Jan. 1 marks the start of the pact by the Organization of the Petroleum Exporting Countries and several non-OPEC producers to lower production by almost 1.8 million bpd.
“Without prejudicing its international contractual obligations, from Jan. 1 2017, (state oil company) PDVSA and/or its subsidiaries will implement a reduction in the volumes of its main crude sale contracts, all in conformity with existing terms and conditions,” the Energy Ministry said.
Venezuela, a price hawk within OPEC and one of the nations worst affected by a fall in crude revenue since mid-2014, currently produces just over 2.4 million barrels of crude and condensates per day, according to ministry data.

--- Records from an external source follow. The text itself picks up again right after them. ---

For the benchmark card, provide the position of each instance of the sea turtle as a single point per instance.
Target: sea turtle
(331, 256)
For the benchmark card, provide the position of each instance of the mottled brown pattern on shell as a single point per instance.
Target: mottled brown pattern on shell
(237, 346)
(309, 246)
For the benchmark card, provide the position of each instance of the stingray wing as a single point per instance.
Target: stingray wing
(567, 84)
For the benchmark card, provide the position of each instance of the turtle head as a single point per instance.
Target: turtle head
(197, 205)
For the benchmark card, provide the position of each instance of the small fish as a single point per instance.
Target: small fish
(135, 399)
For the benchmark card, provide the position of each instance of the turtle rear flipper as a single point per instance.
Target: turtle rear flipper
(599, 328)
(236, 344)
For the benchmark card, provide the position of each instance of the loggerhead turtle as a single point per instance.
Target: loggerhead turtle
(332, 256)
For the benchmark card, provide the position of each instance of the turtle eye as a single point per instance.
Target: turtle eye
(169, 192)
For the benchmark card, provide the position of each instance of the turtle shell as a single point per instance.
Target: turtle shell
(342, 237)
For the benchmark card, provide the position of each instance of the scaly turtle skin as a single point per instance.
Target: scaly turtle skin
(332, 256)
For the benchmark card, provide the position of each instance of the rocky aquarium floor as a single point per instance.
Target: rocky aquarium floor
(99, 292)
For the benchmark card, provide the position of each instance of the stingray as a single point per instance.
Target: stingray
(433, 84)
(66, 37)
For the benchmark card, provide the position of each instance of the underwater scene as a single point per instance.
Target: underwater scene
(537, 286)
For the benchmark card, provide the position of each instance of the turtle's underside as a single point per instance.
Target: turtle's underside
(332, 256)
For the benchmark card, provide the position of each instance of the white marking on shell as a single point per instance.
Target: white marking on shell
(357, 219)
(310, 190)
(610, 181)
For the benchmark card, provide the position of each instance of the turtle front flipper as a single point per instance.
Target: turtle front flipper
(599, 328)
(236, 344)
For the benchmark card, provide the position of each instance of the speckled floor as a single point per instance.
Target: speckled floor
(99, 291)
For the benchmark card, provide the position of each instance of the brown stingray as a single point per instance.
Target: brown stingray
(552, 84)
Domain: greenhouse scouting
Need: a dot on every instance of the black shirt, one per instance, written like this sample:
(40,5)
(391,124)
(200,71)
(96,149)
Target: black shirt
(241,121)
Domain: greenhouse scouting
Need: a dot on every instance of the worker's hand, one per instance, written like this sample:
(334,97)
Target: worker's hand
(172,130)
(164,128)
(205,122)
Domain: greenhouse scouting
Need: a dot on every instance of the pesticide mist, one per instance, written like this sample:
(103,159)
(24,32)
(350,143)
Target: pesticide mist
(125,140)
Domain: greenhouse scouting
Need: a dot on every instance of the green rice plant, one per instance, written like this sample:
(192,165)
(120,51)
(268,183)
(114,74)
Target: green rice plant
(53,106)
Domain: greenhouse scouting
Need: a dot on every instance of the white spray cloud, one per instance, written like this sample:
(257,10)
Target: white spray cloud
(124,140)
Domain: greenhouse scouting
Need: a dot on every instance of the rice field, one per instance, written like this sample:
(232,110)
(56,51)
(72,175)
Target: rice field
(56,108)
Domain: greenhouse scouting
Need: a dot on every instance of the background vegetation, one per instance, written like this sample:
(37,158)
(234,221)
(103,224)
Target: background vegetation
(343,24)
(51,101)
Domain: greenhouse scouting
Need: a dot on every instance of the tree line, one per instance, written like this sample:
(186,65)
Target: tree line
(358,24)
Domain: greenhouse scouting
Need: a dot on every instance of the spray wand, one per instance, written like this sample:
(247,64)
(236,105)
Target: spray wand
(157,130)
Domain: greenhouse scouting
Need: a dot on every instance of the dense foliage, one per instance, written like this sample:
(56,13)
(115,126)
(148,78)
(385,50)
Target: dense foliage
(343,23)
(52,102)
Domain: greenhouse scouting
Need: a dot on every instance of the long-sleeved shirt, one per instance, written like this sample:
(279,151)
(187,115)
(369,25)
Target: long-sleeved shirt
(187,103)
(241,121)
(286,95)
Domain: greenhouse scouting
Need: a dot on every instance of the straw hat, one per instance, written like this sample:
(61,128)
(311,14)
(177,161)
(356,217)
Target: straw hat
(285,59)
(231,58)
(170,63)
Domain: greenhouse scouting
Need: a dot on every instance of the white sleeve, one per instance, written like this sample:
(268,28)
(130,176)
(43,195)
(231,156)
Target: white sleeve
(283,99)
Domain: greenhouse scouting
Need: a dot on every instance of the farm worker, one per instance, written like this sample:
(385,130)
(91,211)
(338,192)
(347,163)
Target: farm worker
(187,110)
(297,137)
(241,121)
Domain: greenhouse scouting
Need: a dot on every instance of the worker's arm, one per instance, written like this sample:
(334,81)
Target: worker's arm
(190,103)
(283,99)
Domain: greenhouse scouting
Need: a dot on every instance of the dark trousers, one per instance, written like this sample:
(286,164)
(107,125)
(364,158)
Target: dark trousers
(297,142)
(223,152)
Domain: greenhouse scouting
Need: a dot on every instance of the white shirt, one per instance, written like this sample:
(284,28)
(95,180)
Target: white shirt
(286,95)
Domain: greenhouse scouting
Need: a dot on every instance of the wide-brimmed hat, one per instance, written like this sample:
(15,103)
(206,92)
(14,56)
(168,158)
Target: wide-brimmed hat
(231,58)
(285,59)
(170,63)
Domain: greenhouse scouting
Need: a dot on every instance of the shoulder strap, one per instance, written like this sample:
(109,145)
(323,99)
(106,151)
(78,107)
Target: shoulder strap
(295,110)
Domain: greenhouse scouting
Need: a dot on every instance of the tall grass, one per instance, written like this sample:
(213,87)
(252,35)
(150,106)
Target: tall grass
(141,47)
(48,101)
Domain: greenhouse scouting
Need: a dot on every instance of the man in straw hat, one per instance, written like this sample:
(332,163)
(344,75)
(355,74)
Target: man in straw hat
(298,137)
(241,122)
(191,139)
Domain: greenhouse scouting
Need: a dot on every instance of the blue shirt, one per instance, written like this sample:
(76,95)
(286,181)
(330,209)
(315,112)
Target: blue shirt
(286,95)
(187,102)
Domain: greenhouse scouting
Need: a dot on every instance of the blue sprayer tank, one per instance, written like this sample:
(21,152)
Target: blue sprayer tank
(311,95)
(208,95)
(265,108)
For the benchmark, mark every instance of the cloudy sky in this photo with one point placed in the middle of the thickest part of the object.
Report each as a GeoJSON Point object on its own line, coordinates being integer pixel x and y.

Oil Minister Eulogio Del Pino said the output deal should lead to a re-balancing of inventories, after which he forecast Brent crude would settle at a price range of around $60-$70 a barrel and Venezuela’s crude basket between $45-$55 a barrel.
Venezuela’s basket trades at a discount to other benchmarks because of its higher content of heavy oil.
President Nicolas Maduro has said he will soon embark on a tour of oil-producing nations to support the OPEC deal.
“I am proposing a new system, a new formula to fix markets and oil prices to enable stability, harmony, continuity,” he said on Monday, without giving further details of his itinerary or planned proposal to fellow producers.
“I aspire to at least 10 years of stability with realistic, fair prices of oil, and I am going to achieve it.”
Oil prices jumped 1.7 percent on Tuesday, continuing a year-end rally with support from expectations of tighter supply once the first output cut deal between OPEC and non-OPEC producers in 15 years takes effect on Sunday.
Brent rose 94 cents, or 1.7 percent, to $56.10 a barrel.